La couverture de l'édition de 1976.


Fiche Technique

Auteur: Philip K. Dick
Editions: J'ai lu (n° 1209)
Date de la première parution: 1957 sous le titre "les mondes divergents"
Pages: 255
Prix: 14,37€ aux éditions 10/18


Résumé éditeur

Ils sont huit à avoir été précipités dans un faisceau de protons. Huit miraculés qui s'étonnent de revenir à la vie normale. Normale? L'est-elle vraiment?

Jack et Marsha, sa femme, ressentent une sorte de gêne indéfinissable, comme si, tout autour d'eux, était bizarre, irréel. La réalité semble se fissurer, le quotidien se craqueler.

Comment un essaim de sauterelles peut-il surgir de nulle part? Pourquoi attaque-t-il Jack? Mais surtout, pourquoi le visage et le corps de Marsha se déforment-ils monstrueusement?

Les rescapés sont-ils encore des hommes ou des simulacres? La réalité n'a-t-elle pas fait place à un délirant monde de cauchemars, où les règles de notre univers n'ont plus cours, où tout est possible, même, dans le ciel, la présence de l’œil de Dieu qui surveille ses créatures désarticulées?

L'avis du VieuxGeek: très bon  

Acheté à 50 centimes en trainant dans un Emmaüs (par rapport aux 14,37 € des éditions 10/18, faite le calcul!), je me suis dit que ça ferait bien l'affaire pour un roman à lire dans le bus en allant au turbin le matin. Et en fait, L’œil dans le ciel mérite bien mieux que le statut de "livre pour le bus". L'histoire commence tranquillement par un accident dans un rayon à protons. Les huit victimes vont se réveiller dotées de super-pouvoirs. Non, je déconne! On n'est pas dans Flash ou Hulk. Rien de tel ici. Les personnages principaux se réveillent dans un monde qui part complètement en couille, où l'on obtient son salaire en priant le second Bab, on se retrouve scarifié ou horriblement déformé si on blasphème contre (Tretragrammaton). Chut, il ne faut pas dire son nom. 

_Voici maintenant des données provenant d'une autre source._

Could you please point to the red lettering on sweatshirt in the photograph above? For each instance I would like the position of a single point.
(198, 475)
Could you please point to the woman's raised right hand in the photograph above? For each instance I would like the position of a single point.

Une autre couv', illustrant un passage emblématique du livre.


C'est un Philip K. Dick de la première heure (après une wiki-vérification, c'était son 5ième roman en deux ans...). La qualité de narration est déjà là, les personnages sont largement détaillés, et on ne sait jamais où on se fait embarquer à la lecture de ce roman. On va de monde en monde, tout y est à chaque fois radicalement différent. Les aventures d'Hamilton (le héros physicien/électronicien de l'histoire) se lisent sans le moindre accroc. 

Comme d'habitude, les histoires de Dick sont complètement intemporelles. Le roman date de 1957. Putain! 57! Y avait quoi à cette époque? (Ha oui: le 30 mars, le vote des décrets d’application de la Loi-cadre Defferre donnant l’autonomie aux colonies de l’AOF et de l’AEF. Les élections qui se déroulent le lendemain sont largement remportées par le RDA en Guinée, en Côte d'Ivoire, au Tchad et au Soudan. Ca vous trou le cul, hein?)

Le relire aujourd'hui ne pose strictement aucun problème. On s'y croit, on y est. Intemporel vous dis-je!


Conclusion
Un livre à lire pour les fans du Grand Philip K. Dick, le seul Dieu Immortel du roman d'anticipation/SF. Pour les autres, un très bon roman de SF (1957, quand j'y repense... Pas prit une seule ride ce livre...).

Que le Grand Bab vous bénisse.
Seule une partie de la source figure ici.